According to their use cases, zk-SNARKs and zk-STARKs differ not only in efficiency and trusted setups. Applications that require fast and efficient proof verification, such as privacy-preserving transactions in cryptocurrencies, typically use zk-SNARKs. In contrast, zk-STARKs are more appropriate for applications that require transparency and no trusted setup, such as voting systems and decentralized autonomous organizations (DAOs). Additionally, it's worth noting that although zk-SNARKs and zk-STARKs are the most prominent types of zero-knowledge proofs, there are other variants such as Bulletproofs and Aurora that offer different trade-offs in efficiency and security, depending on the specific use case.
How to implement zk proof in the project?
When implementing zero-knowledge proof in a project, there are various technical steps involved, and depending on the type of zero-knowledge proof used, different methods and tools are available, such as zk-SNARKs vs zk-STARKs. For instance, when using zk-SNARKs, developers must utilize a trusted setup to produce the public parameters that will be used to generate and authenticate the proofs. The process requires the selection of the appropriate trusted setup ceremony, the setup of necessary infrastructure and assigning the participants who will generate the parameters. After the trusted setup, developers must include the appropriate libraries such as libsnark in their code and develop the functions required to generate and authenticate the proofs.
When it comes to zk-STARKs, a different approach is necessary for developers since trusted setup isn't required. To prove the computations, they need to utilize tools like circom and snarkjs to generate the circuits and tools such as groth16 and marlin to verify and generate the proofs. This includes choosing the appropriate tools and libraries, creating circuits, and ensuring full implementation of verification functions and proof generation.
A deep understanding of the cryptographic protocols involved, as well as having access to the necessary tools and libraries, are crucial requirements for developers when implementing zero-knowledge proof in a project. Additionally, developers must ensure that the proofs generated by the system are correct, secure, and efficient without compromising the users' privacy or security. Testing and debugging play a critical role during the process, and developers must ensure the system undergoes thorough testing before deploying it to production.
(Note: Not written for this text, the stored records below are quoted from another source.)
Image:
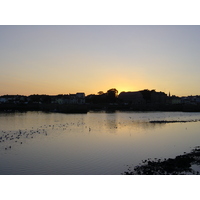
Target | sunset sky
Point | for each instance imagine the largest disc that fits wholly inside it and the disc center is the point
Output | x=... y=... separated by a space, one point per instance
x=68 y=59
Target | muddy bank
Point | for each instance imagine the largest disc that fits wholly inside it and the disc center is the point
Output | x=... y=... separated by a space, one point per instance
x=173 y=121
x=180 y=165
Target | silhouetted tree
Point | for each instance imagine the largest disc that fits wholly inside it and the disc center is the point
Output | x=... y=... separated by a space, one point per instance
x=100 y=92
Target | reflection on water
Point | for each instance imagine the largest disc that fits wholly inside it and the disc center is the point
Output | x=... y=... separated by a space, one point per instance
x=93 y=143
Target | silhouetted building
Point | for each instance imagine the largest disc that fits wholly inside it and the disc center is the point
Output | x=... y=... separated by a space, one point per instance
x=135 y=98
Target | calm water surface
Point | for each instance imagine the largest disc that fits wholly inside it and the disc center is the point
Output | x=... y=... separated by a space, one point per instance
x=92 y=143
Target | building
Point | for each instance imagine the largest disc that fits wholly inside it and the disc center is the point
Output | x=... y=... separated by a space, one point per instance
x=134 y=98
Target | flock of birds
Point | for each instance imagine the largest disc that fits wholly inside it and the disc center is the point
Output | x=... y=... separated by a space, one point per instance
x=8 y=138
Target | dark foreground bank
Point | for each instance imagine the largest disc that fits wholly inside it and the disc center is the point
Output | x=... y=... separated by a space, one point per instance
x=180 y=165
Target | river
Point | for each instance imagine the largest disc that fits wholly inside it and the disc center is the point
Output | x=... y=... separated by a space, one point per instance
x=96 y=143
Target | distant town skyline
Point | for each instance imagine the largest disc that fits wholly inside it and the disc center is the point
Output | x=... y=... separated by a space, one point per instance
x=69 y=59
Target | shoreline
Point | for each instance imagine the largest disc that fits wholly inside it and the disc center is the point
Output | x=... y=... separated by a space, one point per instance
x=185 y=164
Zero-knowledge proofs have become increasingly crucial in cryptography, particularly in blockchain and cryptocurrency. The most commonly used types of zero-knowledge proofs are zk-SNARKs and zk-STARKs, which vary in their approach to generating proofs, level of transparency, proof generation time and size, scalability, and post-quantum security. To implement zero-knowledge proof in a project, developers must possess a thorough understanding of the cryptographic protocols employed, access to the necessary tools and libraries, and ensure the system undergoes comprehensive testing before deployment. Different technical steps and methods are required depending on the zero-knowledge proof used. As the use of zero-knowledge proofs continues to expand, comprehending the trade-offs between different types and effectively implementing them in various applications while safeguarding privacy and security is of utmost importance.